According to Pratap Venugopal, Partner, KJ John and Co. and representative of SEBI in this matter, the takeover code is implemented for the purpose of promoting an honest market for the control of corporates. An open offer can be permitted to be withdrawn only in cases such as death of the acquirer, natural disaster or even legal impossibility. The judgment made by SEBI will take the above circumstances into consideration.

A senior government official reported to ET NOW that the fate of the open offer cases involving Khaitan Electricals, Arvind Mills, AP Paper Mills and Golden Tobacco will be decided on the basis of the order.

A report was also published by ET on May 10, 2013 on the Supreme Court’s refusal to Nirma’s request of withdrawing an open offer for an Ahmedabad Firm, Shri Rama Multi Tech.
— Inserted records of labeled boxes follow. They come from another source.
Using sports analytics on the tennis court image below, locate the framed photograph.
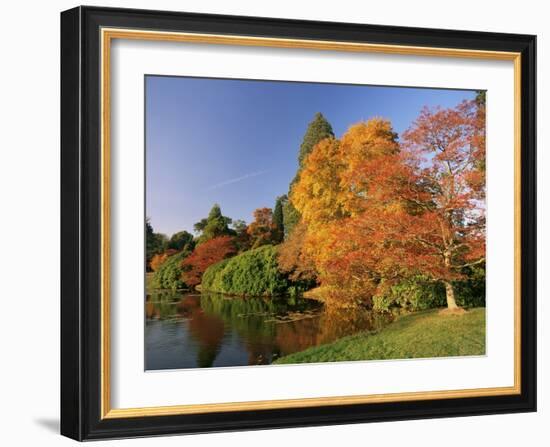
[61,7,536,440]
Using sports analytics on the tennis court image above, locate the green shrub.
[201,245,291,296]
[150,250,189,290]
[201,259,229,291]
[372,276,446,311]
[454,264,485,307]
[373,265,485,311]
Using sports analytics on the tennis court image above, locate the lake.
[145,292,389,370]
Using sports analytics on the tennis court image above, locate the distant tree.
[166,230,195,251]
[193,203,235,244]
[181,235,237,287]
[247,208,276,248]
[273,194,288,244]
[231,219,250,253]
[145,218,167,271]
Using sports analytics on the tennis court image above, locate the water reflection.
[145,292,389,370]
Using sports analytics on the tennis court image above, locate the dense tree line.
[146,99,485,309]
The judgment was passed by the Supreme Court on an appeal made by market regulator SEBI against a previous order by the Securities Appellate Tribunal (SAT).  The order was in favour of Akhsya Infrastructure Private Limited, which was a part promoter of Marg Limited and had breached the 5 per cent creeping acquisition limit in Marg Limited for the years 2006- 07, 2007-08 and 2010-11. A voluntary offer was announced by Akshya on October 20, 2011 in which an opportunity was given to the shareholders of Marg Ltd. to exit at an offer price of Rs.91/share. 

But according to the company, the delay made by SEBI to approve the draft letter of the offer have made the entire process of open offer meaningless and so it sought to withdraw it.

According to SEBI, permitting the company to withdraw the open public offer will prove to be harmful to the interest of the shareholders.